Can I use electrical devices?
While you should be able to use most electronic devices, you should be aware that:
- Some devices, such as theft detectors and screening devices, like those found in airports, department stores, and public libraries, can cause your neurotransmitter to switch on or off. Usually, this only causes an uncomfortable sensation. However, your symptoms could get worse suddenly. Always carry the identification card given to you. With this, you may request assistance to bypass those devices.
- You will be able to use home appliances, computers, and cell phones.
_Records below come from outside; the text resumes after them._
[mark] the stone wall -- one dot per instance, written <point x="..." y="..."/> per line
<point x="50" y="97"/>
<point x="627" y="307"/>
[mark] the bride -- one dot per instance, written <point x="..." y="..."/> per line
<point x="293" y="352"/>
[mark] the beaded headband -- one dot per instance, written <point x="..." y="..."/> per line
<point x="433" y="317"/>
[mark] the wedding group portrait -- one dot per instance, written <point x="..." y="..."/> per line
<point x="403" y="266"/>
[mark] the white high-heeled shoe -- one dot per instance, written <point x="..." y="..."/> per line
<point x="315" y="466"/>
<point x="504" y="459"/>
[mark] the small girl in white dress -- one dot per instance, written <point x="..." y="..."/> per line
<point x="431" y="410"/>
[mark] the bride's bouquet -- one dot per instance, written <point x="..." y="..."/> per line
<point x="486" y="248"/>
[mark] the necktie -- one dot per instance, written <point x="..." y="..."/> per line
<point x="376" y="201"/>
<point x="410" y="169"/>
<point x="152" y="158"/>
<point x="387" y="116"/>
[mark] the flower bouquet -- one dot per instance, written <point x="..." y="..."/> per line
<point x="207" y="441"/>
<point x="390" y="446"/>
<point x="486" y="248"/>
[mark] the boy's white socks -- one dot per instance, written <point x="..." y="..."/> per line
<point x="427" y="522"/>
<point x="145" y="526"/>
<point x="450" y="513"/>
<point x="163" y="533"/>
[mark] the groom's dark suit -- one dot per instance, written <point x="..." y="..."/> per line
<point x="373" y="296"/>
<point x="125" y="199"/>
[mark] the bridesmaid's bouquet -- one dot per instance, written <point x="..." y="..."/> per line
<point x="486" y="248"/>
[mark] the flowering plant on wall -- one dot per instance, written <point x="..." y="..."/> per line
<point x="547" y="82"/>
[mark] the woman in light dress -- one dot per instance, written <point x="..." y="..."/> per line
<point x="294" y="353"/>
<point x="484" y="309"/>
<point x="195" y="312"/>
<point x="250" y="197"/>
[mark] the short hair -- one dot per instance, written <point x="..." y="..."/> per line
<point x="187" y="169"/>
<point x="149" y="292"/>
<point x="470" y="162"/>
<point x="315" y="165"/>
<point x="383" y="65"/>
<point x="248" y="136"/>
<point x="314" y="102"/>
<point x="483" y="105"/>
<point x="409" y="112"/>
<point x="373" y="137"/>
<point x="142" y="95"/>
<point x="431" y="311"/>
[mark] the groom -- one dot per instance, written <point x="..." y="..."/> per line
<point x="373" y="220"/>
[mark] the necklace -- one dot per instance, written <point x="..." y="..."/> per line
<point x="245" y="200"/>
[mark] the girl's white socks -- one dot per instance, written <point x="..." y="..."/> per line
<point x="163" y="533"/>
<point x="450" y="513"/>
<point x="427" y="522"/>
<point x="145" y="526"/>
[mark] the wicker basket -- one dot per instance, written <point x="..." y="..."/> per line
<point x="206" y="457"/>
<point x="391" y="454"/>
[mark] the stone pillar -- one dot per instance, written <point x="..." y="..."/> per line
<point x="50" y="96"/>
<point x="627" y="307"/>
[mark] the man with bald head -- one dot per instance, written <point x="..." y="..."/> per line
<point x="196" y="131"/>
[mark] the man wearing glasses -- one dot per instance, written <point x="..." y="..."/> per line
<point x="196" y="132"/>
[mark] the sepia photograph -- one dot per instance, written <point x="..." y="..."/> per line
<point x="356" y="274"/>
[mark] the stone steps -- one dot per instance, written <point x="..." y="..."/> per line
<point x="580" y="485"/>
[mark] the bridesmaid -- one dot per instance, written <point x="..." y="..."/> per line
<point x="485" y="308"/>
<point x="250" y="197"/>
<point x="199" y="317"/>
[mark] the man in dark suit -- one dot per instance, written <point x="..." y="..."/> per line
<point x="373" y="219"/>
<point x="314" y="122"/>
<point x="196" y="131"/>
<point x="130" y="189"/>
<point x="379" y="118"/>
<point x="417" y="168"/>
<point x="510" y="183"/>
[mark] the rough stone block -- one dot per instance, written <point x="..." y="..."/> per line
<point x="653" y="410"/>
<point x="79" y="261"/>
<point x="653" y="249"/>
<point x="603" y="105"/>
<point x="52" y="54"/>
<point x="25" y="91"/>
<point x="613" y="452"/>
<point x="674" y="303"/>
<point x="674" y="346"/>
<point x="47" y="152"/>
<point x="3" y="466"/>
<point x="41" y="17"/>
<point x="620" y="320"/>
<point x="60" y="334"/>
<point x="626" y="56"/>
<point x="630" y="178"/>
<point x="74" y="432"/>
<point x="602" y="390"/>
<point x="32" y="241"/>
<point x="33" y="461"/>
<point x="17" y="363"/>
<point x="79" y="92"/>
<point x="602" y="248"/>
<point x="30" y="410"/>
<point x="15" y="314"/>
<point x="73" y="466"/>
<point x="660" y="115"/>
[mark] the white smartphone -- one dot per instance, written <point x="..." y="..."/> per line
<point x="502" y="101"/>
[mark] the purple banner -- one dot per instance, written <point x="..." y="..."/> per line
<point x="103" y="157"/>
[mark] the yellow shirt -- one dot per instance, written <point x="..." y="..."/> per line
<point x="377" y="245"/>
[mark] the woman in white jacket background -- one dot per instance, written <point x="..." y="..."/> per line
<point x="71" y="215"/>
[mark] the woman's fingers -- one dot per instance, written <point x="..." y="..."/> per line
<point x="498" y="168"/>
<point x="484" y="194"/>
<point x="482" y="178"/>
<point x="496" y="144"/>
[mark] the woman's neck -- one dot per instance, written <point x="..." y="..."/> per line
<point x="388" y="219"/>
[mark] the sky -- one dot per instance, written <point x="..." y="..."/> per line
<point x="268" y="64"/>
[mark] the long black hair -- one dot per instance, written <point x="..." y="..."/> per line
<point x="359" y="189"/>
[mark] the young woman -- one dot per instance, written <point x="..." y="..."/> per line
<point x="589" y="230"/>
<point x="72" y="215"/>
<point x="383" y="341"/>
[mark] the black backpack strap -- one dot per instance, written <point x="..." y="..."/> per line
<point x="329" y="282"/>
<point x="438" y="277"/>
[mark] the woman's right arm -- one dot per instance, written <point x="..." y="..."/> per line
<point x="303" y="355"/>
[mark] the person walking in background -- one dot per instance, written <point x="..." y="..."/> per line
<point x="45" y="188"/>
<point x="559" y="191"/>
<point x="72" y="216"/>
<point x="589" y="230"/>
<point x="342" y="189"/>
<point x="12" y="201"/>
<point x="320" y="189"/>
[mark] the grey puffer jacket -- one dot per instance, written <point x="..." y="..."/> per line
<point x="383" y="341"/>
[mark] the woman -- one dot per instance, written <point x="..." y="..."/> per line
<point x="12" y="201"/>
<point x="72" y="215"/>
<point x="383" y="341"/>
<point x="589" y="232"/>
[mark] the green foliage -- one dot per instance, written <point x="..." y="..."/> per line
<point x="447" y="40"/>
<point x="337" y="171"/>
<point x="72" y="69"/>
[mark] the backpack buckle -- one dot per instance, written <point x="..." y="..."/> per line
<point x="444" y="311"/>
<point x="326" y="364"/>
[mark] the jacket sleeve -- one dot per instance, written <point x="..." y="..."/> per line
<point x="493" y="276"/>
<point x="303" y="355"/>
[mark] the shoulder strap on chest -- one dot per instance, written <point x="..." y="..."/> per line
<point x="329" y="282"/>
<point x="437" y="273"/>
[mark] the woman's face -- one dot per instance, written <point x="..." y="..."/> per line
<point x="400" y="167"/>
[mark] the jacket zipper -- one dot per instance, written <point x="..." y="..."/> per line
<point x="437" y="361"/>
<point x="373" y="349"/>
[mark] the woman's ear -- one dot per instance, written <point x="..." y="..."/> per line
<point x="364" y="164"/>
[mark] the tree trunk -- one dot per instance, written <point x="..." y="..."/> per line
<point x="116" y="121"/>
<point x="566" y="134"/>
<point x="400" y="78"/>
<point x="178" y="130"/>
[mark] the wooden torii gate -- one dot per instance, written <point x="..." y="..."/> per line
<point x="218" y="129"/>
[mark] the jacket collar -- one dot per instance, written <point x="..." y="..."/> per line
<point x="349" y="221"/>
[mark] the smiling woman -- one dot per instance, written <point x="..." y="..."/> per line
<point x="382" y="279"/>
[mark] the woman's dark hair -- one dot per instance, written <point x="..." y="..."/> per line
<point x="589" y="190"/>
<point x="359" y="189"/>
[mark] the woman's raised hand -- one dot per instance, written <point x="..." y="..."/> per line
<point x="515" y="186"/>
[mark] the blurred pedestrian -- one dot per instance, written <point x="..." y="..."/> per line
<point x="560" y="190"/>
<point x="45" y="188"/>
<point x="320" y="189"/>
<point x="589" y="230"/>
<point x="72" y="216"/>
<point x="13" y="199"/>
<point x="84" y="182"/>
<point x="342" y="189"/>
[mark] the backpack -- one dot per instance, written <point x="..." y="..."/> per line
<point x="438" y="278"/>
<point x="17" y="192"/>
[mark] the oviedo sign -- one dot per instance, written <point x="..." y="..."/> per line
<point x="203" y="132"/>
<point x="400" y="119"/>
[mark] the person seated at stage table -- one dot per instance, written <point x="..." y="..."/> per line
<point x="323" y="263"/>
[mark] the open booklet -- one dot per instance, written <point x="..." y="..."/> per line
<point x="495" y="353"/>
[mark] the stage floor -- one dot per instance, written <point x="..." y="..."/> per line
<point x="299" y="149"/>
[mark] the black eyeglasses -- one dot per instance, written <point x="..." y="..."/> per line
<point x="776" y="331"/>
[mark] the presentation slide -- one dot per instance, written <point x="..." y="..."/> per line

They do not usually interfere with your implanted stimulator.
- You will be provided with a magnet to activate and deactivate your stimulator. This magnet may damage televisions, credit cards, and computer discs. Always keep it at least 1 foot away from these items.
Is deep brain stimulation for treatment of Parkinson’s disease covered by insurance?
Most insurance companies and many – but not all – state Medicare programs are providing coverage for deep brain stimulation for Parkinson’s disease. It is best to speak with your insurance representative directly to determine the extent of coverage your policy provides.